Firstsource Solutions Ltd (FSL), a subsidiary of the RP-Sanjiv Goenka Group, is aiming to be debt-free in two years.

FSL is a pure-play BPO operating in the BFSI (banking, financial services and insurance), telecom and media and healthcare space.

Having been taken over by RP-Sanjiv Goenka in October 2012, FSL reduced its borrowings from $400 million (approximately ₹2,400 crore) to $114 million (₹680 crore) as of March 31, 2014. The debt-to-equity ratio stands at a healthy 0.3 to 1.

Chairman Sanjiv Goenka told a press conference that the company is aiming to repay another $45 million (₹270 core) loan by this fiscal year-end.

“We are exploring possibilities of making early repayments. Negotiations are on,” he said.

Goenka indicated that he would be looking forward to more acquisitions in the IT space.

“But there are no immediate plans,” he said, adding that any acquisition would be through Firstsource only.

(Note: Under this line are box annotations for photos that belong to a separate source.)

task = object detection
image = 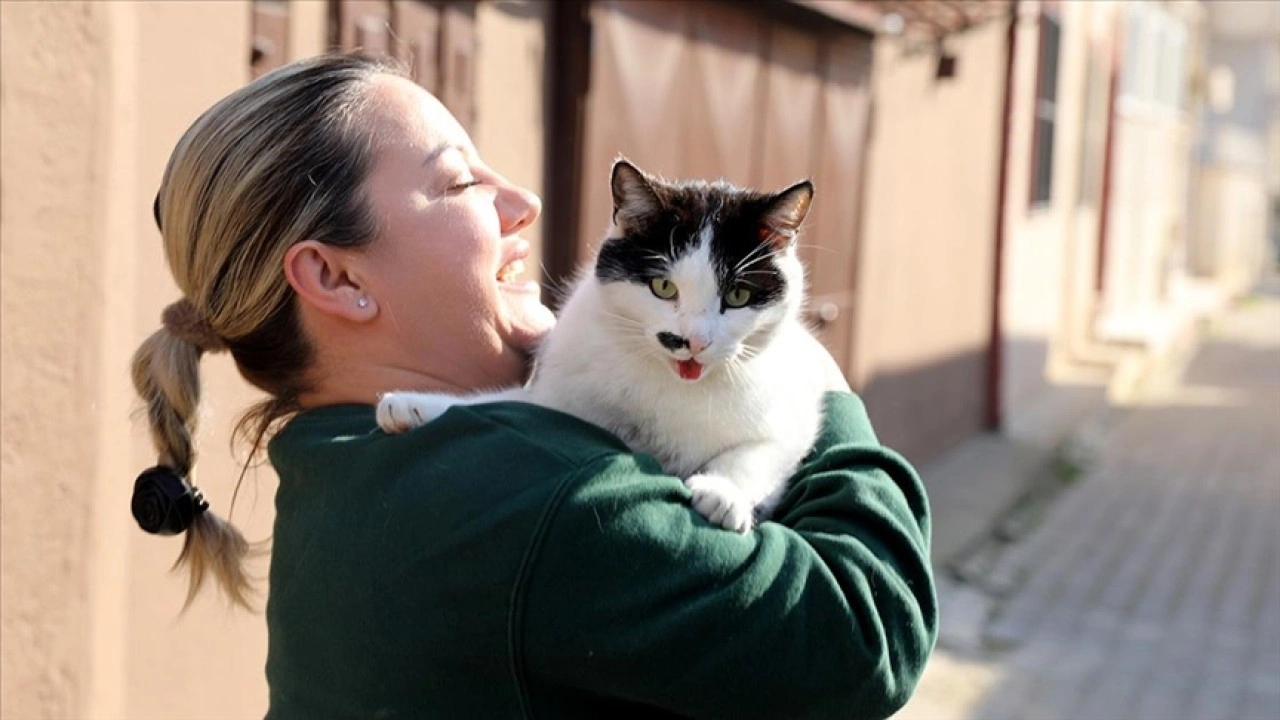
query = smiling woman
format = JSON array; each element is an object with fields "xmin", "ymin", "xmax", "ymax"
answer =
[{"xmin": 133, "ymin": 55, "xmax": 937, "ymax": 720}]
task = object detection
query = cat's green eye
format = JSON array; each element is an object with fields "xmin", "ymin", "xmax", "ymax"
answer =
[
  {"xmin": 724, "ymin": 286, "xmax": 751, "ymax": 307},
  {"xmin": 649, "ymin": 278, "xmax": 676, "ymax": 300}
]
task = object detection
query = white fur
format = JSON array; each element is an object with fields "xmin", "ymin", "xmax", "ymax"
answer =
[{"xmin": 378, "ymin": 228, "xmax": 827, "ymax": 532}]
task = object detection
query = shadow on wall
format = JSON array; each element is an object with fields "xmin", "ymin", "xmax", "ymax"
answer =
[{"xmin": 856, "ymin": 343, "xmax": 1024, "ymax": 465}]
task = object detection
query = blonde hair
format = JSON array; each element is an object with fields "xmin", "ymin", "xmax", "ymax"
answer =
[{"xmin": 133, "ymin": 54, "xmax": 404, "ymax": 607}]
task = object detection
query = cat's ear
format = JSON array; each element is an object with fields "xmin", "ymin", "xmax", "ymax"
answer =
[
  {"xmin": 760, "ymin": 181, "xmax": 813, "ymax": 247},
  {"xmin": 609, "ymin": 158, "xmax": 662, "ymax": 232}
]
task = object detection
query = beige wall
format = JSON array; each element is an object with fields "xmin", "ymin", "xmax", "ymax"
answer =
[
  {"xmin": 472, "ymin": 0, "xmax": 549, "ymax": 277},
  {"xmin": 1097, "ymin": 3, "xmax": 1203, "ymax": 346},
  {"xmin": 0, "ymin": 3, "xmax": 107, "ymax": 717},
  {"xmin": 0, "ymin": 0, "xmax": 543, "ymax": 720},
  {"xmin": 1000, "ymin": 1, "xmax": 1114, "ymax": 427}
]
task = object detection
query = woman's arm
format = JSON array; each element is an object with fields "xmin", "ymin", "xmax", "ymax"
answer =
[{"xmin": 513, "ymin": 393, "xmax": 937, "ymax": 719}]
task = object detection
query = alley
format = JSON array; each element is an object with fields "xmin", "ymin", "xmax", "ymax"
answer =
[{"xmin": 897, "ymin": 283, "xmax": 1280, "ymax": 720}]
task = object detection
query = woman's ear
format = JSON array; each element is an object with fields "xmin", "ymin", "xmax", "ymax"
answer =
[{"xmin": 284, "ymin": 240, "xmax": 378, "ymax": 323}]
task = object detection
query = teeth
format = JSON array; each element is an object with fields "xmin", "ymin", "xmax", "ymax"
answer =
[{"xmin": 498, "ymin": 260, "xmax": 525, "ymax": 282}]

The IT vertical is expected to contribute nearly 25 to 30 per cent of the revenues of the RP-Sanjiv Goenka Group in FY-15.

According to Goenka, FSL has scripted a turnaround with a growth in revenue and improving EBITDA (earnings before income tax, depreciation and amortisation ) margins. The sales pipeline, too, has seen 33 per cent growth.

“Our focus is on the bottomline and we are hopeful of seeing good growth this fiscal year too. We are also pruning loss-making accounts,” he added.

Other restructuring that the company may undertake is to look for low-cost delivery centres and manpower reorganisation. “Restructuring is an on-going process. But we are almost through,” he said.